Publication Name: The Sedimentary Basins of WA
Authors: G. W. O'Brien, P. Quaife, R. Cowley, M. Morse, D. Wilson, M. Fellows and M. Lisk
Publication Volume: 2
Date Published: December 1998
Number of Pages: 29
Reference Type: Book Section
Abstract:
Poor trap integrity, which relates to Mio-Piiocene continental convergence and fault reactivation, is the principal exploration uncertainty within Australia's Timor Sea. In this area, the style of the Neogene structural reactivation is a direct function of the firstorder, margin-scale architecture. Flexural extension, associated with localised proto-foreland formation of the Timor Trough, has resulted in the extensional reactivation of pre-existing Jurassic rift faults. At a sub-basin scale, the nature (throw and orientation) of the Neogene faulting is due to a complex interplay between the orientation and displacement of the underlying Jurassic fault segments, the total amount of Neogene flexuring (particularly the proximity to Timor Trough), the manner in which fault displacement is transferred along strike, and the nature and orientation of the under-pinning Proterozoic structures.In spite of this complexity, empirical data show that the faults which define the moderate integrity traps (ie. the traps that host the majority of the oil in the Timor Sea) have only leaked along very limited parts of their length. Typically, the 'leaky' fault segments in these traps extend for no more than 1500 m, with 500-1000 m being more typical. These leaky segments are effectively 'point sources' for hydrocarbon leakage: they produce intense, but areally restricted, hydrocarbon enrichments, which can be detected via Airborne Laser Fluorescence (ALF) and geochemical sniffer techniques.

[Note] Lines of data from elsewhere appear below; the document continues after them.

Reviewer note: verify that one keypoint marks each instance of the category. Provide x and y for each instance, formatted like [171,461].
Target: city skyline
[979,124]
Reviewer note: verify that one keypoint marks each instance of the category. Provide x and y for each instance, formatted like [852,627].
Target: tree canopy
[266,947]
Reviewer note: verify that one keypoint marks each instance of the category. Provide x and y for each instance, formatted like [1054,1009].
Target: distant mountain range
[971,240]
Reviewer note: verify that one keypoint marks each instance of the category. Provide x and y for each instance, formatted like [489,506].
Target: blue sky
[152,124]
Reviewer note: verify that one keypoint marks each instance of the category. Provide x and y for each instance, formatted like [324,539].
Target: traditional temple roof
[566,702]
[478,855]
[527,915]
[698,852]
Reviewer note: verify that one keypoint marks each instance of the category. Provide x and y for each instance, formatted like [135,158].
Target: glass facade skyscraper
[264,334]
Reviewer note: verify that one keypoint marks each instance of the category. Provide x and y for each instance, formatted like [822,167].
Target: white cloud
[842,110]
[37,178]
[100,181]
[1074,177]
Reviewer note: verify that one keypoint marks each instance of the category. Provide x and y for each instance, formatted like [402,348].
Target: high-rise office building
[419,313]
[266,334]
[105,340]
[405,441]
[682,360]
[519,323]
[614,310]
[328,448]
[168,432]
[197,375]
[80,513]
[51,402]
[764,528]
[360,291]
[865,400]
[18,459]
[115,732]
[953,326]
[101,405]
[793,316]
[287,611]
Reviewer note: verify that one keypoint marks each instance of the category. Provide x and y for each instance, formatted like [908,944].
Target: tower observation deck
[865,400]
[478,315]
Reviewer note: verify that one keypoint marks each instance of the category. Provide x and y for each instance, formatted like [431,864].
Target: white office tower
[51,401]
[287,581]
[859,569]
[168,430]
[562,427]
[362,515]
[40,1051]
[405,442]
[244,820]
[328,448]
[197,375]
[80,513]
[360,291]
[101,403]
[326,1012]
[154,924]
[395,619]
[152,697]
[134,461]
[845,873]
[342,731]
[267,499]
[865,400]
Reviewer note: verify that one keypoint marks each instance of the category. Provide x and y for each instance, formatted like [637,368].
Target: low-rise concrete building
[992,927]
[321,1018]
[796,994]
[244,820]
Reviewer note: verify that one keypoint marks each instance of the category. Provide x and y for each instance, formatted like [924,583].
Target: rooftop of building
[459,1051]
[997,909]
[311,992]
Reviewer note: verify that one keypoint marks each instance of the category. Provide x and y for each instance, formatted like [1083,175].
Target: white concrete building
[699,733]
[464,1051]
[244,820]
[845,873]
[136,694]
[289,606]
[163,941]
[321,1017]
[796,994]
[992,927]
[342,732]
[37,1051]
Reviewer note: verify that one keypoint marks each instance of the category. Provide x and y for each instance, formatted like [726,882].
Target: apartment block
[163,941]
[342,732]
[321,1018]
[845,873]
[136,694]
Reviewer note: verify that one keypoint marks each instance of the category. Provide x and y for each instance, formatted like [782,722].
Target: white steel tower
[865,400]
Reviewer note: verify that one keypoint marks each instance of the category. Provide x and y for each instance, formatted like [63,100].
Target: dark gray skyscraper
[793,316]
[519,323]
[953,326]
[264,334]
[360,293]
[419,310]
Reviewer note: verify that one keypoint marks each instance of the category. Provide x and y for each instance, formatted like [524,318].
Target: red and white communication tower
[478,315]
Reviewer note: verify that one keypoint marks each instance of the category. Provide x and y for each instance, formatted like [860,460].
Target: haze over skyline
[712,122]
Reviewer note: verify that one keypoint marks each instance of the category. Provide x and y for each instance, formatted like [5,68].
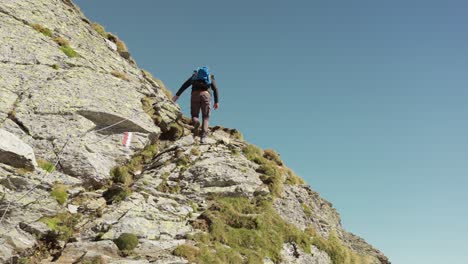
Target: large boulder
[15,152]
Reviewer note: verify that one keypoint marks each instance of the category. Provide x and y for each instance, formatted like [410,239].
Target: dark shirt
[199,86]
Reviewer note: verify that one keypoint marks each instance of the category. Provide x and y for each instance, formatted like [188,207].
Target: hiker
[201,81]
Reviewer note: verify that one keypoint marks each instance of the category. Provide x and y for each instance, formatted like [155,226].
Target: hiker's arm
[215,89]
[182,89]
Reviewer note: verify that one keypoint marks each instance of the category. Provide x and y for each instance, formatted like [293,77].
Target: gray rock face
[75,110]
[15,152]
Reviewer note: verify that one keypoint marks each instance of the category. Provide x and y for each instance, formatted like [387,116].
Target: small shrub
[63,224]
[236,134]
[126,241]
[61,41]
[292,178]
[46,165]
[59,192]
[166,188]
[254,154]
[194,206]
[100,30]
[307,210]
[242,231]
[338,252]
[69,51]
[45,31]
[186,251]
[183,161]
[121,175]
[120,75]
[121,47]
[116,193]
[195,152]
[273,156]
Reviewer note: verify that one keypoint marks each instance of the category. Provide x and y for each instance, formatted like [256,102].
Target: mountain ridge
[69,91]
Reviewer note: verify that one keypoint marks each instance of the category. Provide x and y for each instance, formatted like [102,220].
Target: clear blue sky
[366,100]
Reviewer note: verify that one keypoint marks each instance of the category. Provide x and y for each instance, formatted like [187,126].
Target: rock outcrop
[68,93]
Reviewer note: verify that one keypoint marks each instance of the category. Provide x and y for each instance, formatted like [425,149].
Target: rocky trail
[71,192]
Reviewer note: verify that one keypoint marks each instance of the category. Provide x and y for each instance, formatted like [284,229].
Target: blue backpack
[202,74]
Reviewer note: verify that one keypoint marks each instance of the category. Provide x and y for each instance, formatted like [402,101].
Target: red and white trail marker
[127,140]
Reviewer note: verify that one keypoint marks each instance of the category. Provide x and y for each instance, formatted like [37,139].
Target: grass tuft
[126,241]
[121,175]
[69,51]
[61,41]
[273,156]
[120,75]
[100,30]
[116,193]
[46,165]
[63,224]
[59,192]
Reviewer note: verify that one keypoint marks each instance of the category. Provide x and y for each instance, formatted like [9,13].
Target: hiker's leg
[206,110]
[195,105]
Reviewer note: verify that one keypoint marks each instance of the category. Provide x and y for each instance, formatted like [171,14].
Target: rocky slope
[71,192]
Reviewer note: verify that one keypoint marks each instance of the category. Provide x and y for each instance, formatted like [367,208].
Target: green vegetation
[45,31]
[271,166]
[24,260]
[61,41]
[65,47]
[195,152]
[273,156]
[236,134]
[233,133]
[338,252]
[165,187]
[250,229]
[254,154]
[95,260]
[116,193]
[240,230]
[271,172]
[69,51]
[292,178]
[120,75]
[63,224]
[99,29]
[59,192]
[194,206]
[121,175]
[126,241]
[121,47]
[307,209]
[46,165]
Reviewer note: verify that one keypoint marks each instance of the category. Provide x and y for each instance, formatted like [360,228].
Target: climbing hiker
[201,81]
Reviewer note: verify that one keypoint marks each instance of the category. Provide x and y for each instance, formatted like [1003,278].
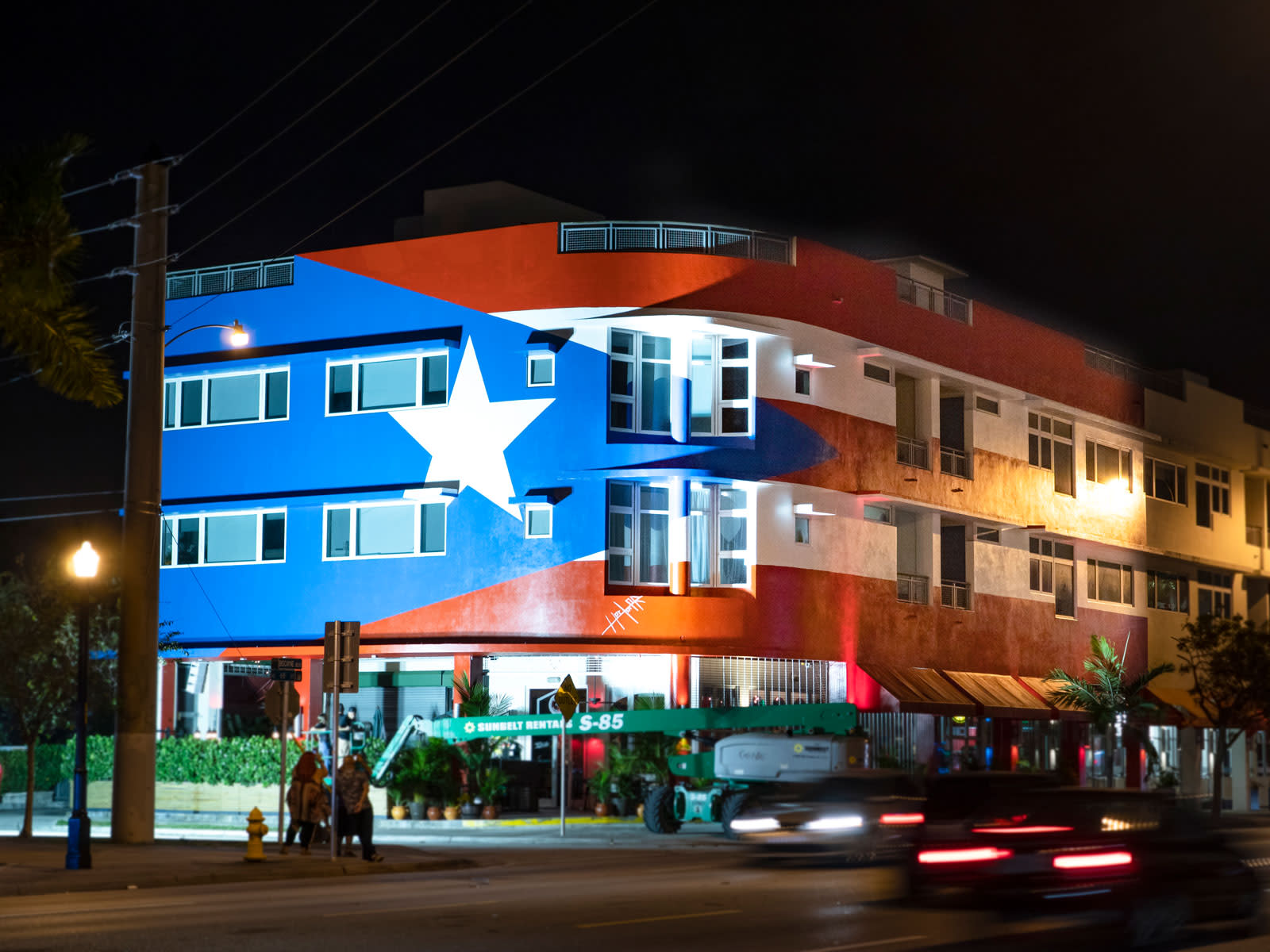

In contrast, breached traps have 'leaky' fault segments which extend for 3000 to 6000 m along strike. The hydrocarbons were lost from these traps several million ( -5.5 Ma) years ago. In spite of this, areally extensive ALF anomalies are commonly present over these traps, probably because these traps are still receiving low level charge from the mature source depocentres. Consequently, geochemical sniffer anomalies associated with these traps are typically very weak, because insufficient volumes of hydrocarbons are presently migrating through the trap to substantially affect the concentratron within the water column.
Very close and consistent agreement has been obtained between the distribution of seepage defined by ALF and sniffer data (specifically the methane concentration in the bottom waters), which provides powerful evidence that the ALF anomalies at the sea surface are transported there from the seafloor by the methane, either as a dissolved phase or as a thin 'skin' on the surface of the methane gas bubbles.
This study has shown that the acquisition of very high resolution remote sensing geochemical data, when interpreted within a regional geological framework, can significantly reduce exploration uncertainty, even in a well-explored but complex geological province such as the southern Timor Sea.